Universal Design for Learning: Understand It, Design It, Live It
Universal design principles have been used to design products and buildings that are accessible by all users. For example, manufactures now produce classroom furniture that is useable by either right- or left-handed individuals, eliminating the necessity to retrofit desks to accommodate the “different” needs of left-handed students. Now, everyone can sit at the same desk and use it effectively right from the start! The same idea of universal design can be applied to education and curriculum design. Though students have diverse interests and backgrounds and varied experiences related to the educational process (including study preferences, learning styles, and potential disabilities), universal design principles provide a framework for conceptualizing and appreciating this variability among our students. It also allows educators to proactively create assignments, assessments, and activities that are accessible, useful, and meaningful to all students at all times.
Constructing an entire course or individual materials according to universal design is an intentional process that can start with tweaking the format or requirements for a single assignment. While educators cannot anticipate every way in which students may be unique, we can use what we already know to make our classrooms and course components open to as many types of learners as possible. During this workshop, participants learn to construct individual materials or an entire course according to universal design.
By the end of this workshop, participants know or are able to:
- Detail the theoretical underpinnings, main tenants, and specific examples of universal design.
- Assess the level of universal design at the course, discipline, and institution level.
- Conceptualize universally designed methods for easy incorporation across disciplines.
- Create a framework for more complex universal redesign, including within specific disciplines.
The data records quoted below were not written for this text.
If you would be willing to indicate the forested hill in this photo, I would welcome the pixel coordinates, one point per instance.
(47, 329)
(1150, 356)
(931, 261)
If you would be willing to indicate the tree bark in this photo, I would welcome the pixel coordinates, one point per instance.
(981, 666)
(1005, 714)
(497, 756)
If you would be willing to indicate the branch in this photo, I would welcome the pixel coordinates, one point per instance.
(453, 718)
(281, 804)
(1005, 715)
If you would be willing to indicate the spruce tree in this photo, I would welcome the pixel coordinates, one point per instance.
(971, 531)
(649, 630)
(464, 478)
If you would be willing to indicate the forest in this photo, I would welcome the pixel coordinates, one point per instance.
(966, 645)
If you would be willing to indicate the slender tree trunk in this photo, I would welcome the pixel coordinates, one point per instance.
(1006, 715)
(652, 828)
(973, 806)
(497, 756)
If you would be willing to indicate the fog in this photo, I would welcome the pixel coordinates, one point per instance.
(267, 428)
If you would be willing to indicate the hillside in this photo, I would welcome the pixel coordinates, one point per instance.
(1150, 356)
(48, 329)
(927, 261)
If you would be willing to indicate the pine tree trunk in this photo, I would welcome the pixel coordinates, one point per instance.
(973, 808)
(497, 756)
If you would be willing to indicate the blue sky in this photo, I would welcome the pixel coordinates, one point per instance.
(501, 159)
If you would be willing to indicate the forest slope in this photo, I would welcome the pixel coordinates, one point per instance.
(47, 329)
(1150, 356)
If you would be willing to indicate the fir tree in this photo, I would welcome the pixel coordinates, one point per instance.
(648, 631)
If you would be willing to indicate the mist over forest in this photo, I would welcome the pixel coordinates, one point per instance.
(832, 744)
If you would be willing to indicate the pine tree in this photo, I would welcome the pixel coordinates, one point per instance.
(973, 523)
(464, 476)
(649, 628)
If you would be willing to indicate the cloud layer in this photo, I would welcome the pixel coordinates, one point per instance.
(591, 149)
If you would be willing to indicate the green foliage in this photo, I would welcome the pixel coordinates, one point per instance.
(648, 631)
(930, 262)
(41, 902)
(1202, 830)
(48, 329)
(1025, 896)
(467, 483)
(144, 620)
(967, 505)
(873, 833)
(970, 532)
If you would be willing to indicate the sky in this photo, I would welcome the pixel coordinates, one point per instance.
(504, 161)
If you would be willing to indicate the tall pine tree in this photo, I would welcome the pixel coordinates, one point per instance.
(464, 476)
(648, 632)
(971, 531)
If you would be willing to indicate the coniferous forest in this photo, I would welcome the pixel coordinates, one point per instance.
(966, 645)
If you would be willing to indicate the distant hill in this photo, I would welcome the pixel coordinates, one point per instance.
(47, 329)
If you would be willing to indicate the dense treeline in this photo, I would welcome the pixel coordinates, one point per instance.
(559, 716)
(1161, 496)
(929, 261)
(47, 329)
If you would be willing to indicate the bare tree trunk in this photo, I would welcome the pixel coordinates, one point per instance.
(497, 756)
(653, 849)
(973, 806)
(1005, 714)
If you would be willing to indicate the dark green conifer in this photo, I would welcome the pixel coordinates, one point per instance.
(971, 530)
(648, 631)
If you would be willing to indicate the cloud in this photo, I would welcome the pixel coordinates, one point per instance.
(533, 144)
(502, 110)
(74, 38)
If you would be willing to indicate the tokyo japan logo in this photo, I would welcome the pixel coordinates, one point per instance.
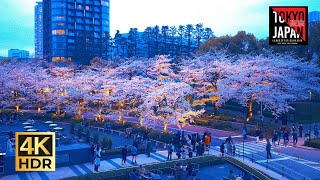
(35, 151)
(288, 25)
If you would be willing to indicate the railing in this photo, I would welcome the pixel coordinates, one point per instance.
(274, 166)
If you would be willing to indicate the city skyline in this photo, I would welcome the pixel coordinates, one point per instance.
(224, 17)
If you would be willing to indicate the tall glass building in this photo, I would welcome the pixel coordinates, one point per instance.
(74, 30)
(38, 40)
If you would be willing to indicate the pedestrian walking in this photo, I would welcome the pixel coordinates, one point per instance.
(233, 150)
(295, 138)
(134, 153)
(92, 152)
(222, 149)
(274, 138)
(124, 152)
(244, 131)
(149, 148)
(268, 148)
(190, 154)
(257, 134)
(207, 140)
(170, 150)
(97, 163)
(229, 148)
(316, 131)
(198, 149)
(300, 130)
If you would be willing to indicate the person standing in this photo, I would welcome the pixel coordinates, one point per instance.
(207, 140)
(93, 154)
(193, 141)
(198, 149)
(97, 163)
(268, 148)
(295, 138)
(134, 152)
(170, 150)
(244, 131)
(148, 148)
(233, 150)
(274, 138)
(300, 130)
(124, 152)
(229, 148)
(98, 152)
(316, 131)
(222, 149)
(9, 146)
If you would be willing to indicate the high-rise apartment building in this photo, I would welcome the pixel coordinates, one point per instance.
(74, 30)
(38, 21)
(17, 53)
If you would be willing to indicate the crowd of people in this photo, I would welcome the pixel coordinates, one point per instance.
(228, 146)
(185, 145)
(9, 119)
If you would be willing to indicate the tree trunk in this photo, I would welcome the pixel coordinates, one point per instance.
(249, 110)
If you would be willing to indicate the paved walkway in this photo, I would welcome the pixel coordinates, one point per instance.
(81, 169)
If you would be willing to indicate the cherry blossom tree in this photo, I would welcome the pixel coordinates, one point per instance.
(167, 104)
(275, 81)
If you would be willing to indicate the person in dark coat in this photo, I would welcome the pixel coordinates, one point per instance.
(124, 152)
(295, 138)
(92, 152)
(148, 148)
(300, 130)
(198, 151)
(268, 148)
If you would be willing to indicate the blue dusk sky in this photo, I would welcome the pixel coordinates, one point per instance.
(224, 17)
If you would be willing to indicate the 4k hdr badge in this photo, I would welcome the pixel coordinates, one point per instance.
(35, 151)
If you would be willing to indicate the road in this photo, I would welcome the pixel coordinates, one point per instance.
(293, 162)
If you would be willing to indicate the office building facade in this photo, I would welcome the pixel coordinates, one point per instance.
(38, 21)
(17, 53)
(74, 30)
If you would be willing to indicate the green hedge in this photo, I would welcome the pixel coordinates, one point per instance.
(315, 143)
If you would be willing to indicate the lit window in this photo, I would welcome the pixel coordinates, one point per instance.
(104, 3)
(58, 32)
(55, 59)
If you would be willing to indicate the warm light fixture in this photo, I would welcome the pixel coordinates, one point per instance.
(47, 90)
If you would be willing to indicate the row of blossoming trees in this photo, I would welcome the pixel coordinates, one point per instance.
(158, 90)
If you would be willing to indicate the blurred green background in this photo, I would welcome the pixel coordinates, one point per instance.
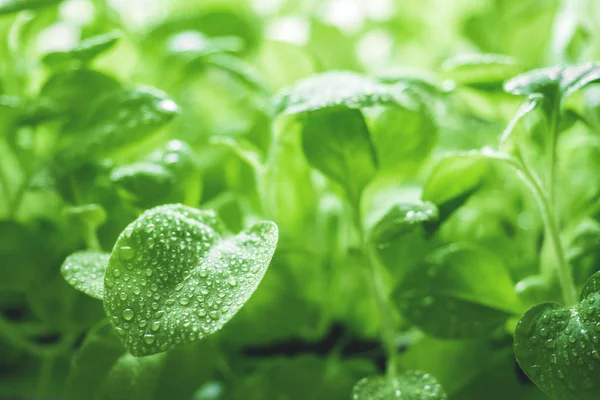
(312, 323)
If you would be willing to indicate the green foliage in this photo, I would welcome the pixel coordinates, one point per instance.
(411, 385)
(174, 278)
(557, 346)
(242, 199)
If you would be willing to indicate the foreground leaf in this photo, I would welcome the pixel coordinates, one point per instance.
(558, 347)
(84, 270)
(174, 276)
(454, 175)
(337, 89)
(462, 292)
(411, 385)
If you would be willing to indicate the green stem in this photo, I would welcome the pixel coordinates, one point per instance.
(15, 204)
(91, 239)
(13, 336)
(565, 278)
(552, 167)
(46, 367)
(388, 331)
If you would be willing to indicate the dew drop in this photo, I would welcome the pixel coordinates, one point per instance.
(149, 338)
(126, 253)
(128, 314)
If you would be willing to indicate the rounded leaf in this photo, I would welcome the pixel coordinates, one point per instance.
(411, 385)
(559, 347)
(84, 270)
(174, 276)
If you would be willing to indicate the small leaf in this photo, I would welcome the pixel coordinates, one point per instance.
(523, 123)
(411, 385)
(72, 92)
(174, 276)
(244, 149)
(86, 51)
(124, 117)
(337, 89)
(461, 292)
(240, 70)
(481, 70)
(92, 215)
(400, 219)
(558, 347)
(13, 6)
(404, 137)
(454, 175)
(143, 182)
(338, 144)
(84, 270)
(554, 81)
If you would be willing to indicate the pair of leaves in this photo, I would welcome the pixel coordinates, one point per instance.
(559, 347)
(461, 292)
(411, 385)
(121, 118)
(174, 276)
(335, 136)
(556, 83)
(337, 89)
(101, 369)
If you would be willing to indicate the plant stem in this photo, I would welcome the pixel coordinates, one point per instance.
(386, 315)
(565, 278)
(46, 367)
(552, 167)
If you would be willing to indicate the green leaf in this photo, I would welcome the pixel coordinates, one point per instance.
(461, 292)
(122, 118)
(558, 347)
(337, 89)
(299, 378)
(13, 6)
(404, 137)
(240, 70)
(91, 215)
(71, 92)
(411, 385)
(481, 70)
(174, 276)
(522, 125)
(338, 144)
(133, 378)
(143, 182)
(84, 270)
(554, 81)
(400, 219)
(101, 368)
(92, 363)
(87, 50)
(454, 175)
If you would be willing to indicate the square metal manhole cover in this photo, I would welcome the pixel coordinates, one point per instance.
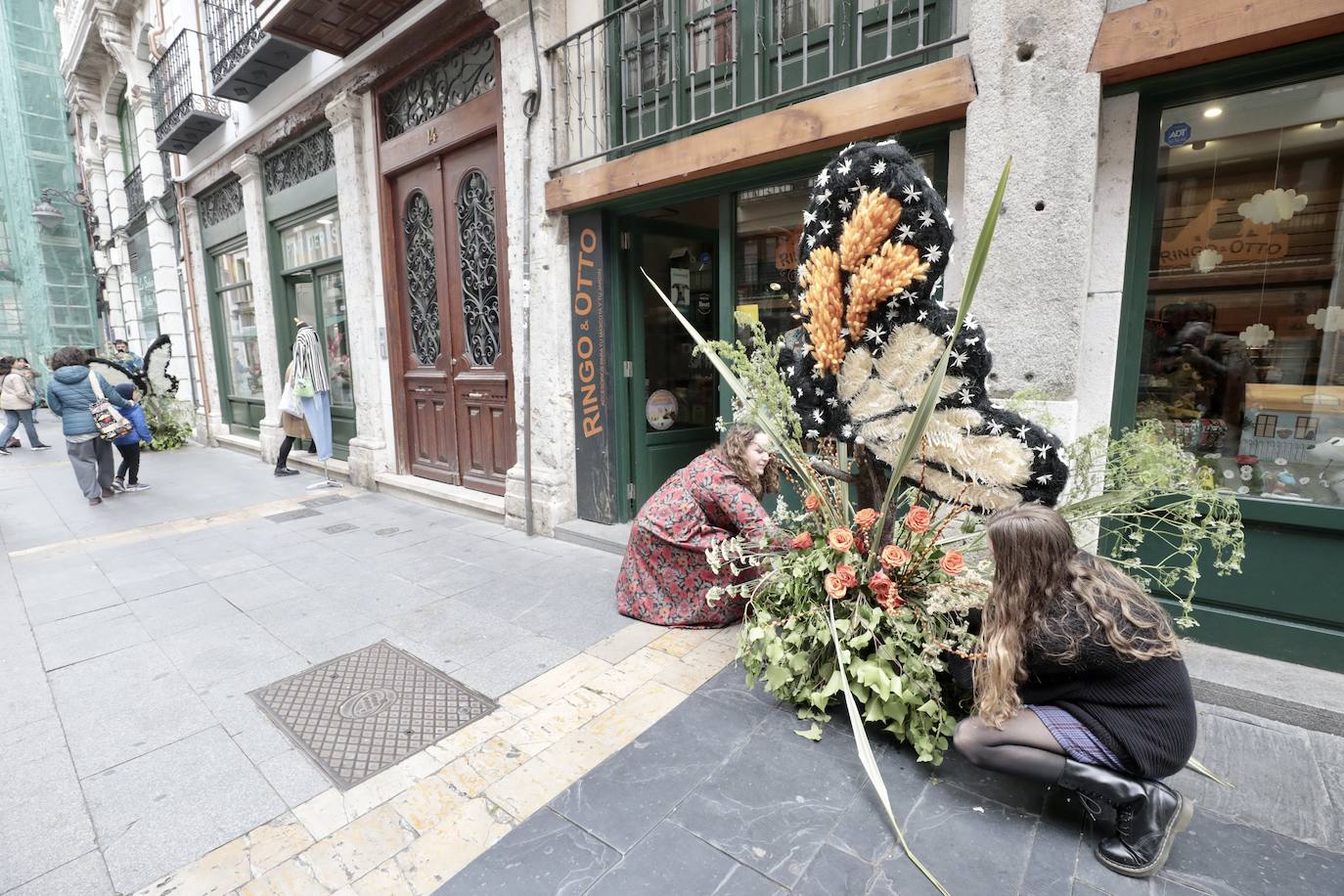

- Actively engage with universal design principles to establish a baseline understanding via multimodal resources such as videos, hands-on activities, and real-life examples that build empathy and understanding around the urgency for curriculum redesign.
- “Diagnose” the current level of universal design either within a particular course or discipline area. Cohorts from the same institution can assess the universality of their design at a more macro, institutional level.
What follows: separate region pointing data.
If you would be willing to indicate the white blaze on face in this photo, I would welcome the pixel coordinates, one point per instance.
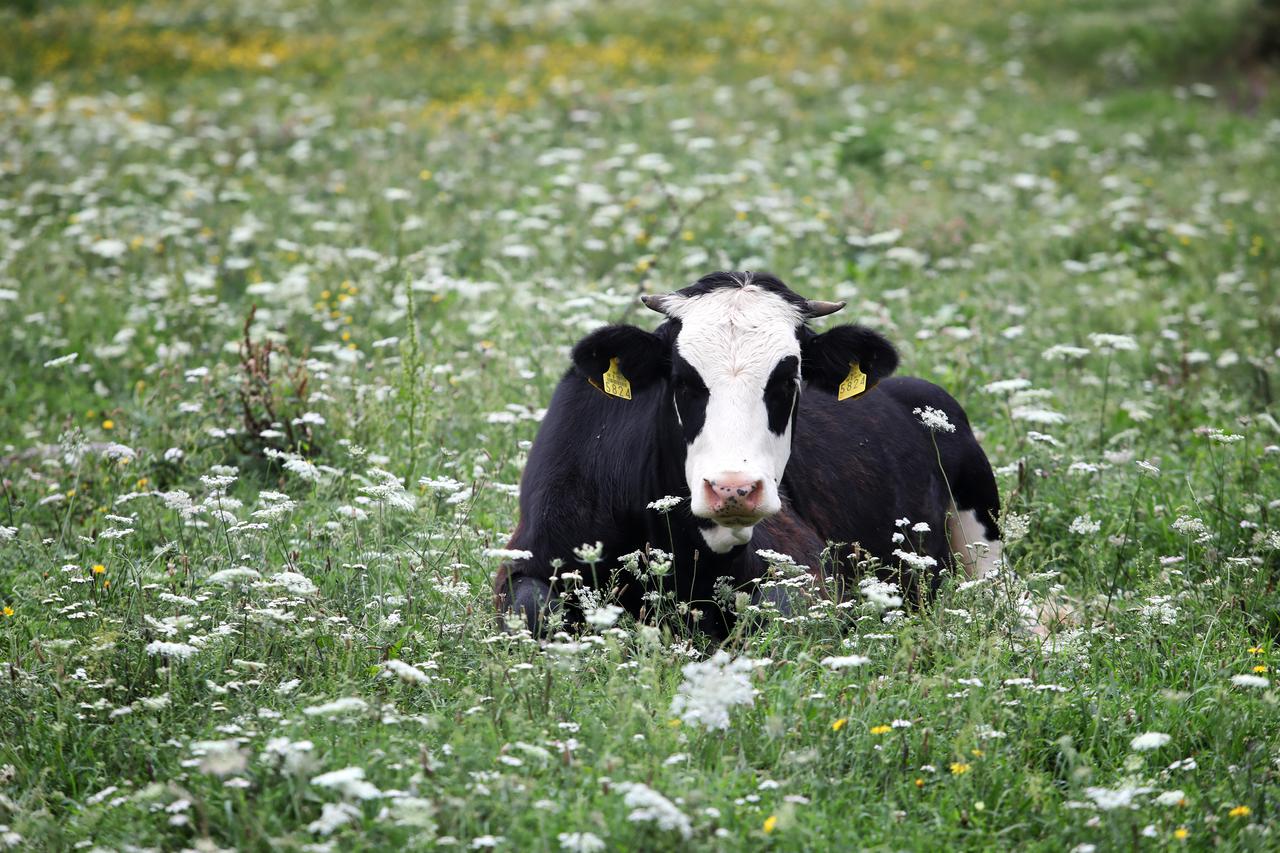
(735, 337)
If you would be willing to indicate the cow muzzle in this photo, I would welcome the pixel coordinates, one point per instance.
(734, 500)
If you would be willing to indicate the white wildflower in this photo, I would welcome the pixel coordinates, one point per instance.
(293, 583)
(650, 807)
(333, 816)
(177, 651)
(1112, 342)
(935, 419)
(603, 616)
(1110, 798)
(304, 469)
(233, 576)
(348, 781)
(406, 673)
(1084, 525)
(507, 553)
(712, 687)
(1150, 740)
(580, 843)
(666, 505)
(346, 705)
(846, 661)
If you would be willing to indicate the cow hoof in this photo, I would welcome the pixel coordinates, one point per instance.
(531, 600)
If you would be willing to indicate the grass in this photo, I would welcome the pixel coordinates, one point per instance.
(296, 245)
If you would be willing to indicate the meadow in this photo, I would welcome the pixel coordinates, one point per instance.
(286, 287)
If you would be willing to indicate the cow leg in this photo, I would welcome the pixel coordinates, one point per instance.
(978, 555)
(531, 598)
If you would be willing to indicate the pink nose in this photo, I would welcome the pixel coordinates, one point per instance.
(734, 493)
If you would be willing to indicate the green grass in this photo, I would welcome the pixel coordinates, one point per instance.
(1055, 173)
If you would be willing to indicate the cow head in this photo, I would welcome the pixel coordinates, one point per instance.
(731, 361)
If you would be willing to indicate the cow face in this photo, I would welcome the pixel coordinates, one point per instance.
(732, 361)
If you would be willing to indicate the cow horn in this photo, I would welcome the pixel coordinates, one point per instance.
(653, 301)
(817, 308)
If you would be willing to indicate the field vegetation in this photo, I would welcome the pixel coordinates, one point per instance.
(286, 287)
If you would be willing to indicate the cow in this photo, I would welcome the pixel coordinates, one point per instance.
(775, 437)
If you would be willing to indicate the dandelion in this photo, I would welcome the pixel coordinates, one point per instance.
(1150, 740)
(713, 687)
(935, 419)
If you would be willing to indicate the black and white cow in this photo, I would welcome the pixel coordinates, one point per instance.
(777, 436)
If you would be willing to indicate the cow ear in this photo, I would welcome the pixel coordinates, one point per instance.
(643, 357)
(830, 359)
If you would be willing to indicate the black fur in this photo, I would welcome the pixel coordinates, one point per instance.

- Develop a “tool box” of more general universally-designed methods that can be applied across disciplines.
- Reflect on how universal design principles can be applied to discipline-specific coursework.
- Debrief by creating action plan for leveraging the transferrable methods determined in the workshop.
- Identify connections between this curriculum redesign and other movements at your institution, as well as specific partnerships on your campus and/or in your community for continuing this work after the workshop.
About the Facilitator
Elizabeth A. Mosser, Associate Dean, Academic Operations, Harford Community College
Elizabeth A. Mosser, an educational psychologist, completed her initial graduate work at The Ohio State University (OSU) where her research focus was on how students, particularly adolescents, can be better self-regulated. She then spent a great deal of time in the classroom at OSU, as well as at Columbus State Community College, and realized early on that her true passion is teaching. For several years, Ms. Mosser split her time between Harford Community College and Towson University, with some time also spent at Howard Community College. She joined the full-time faculty at Harford Community College in 2014. Ms. Mosser is an active proponent of the Universal Design for Learning approach to curriculum development and has facilitated many UDL-related workshops, conference presentations, and keynote addresses on the subject. Most recently, Ms. Mosser moved into the leadership role of Associate Dean for Academic Operations at Harford Community College, co-leading the Achieving the Dream movement on campus and helping to foster consistency and innovation across academic divisions.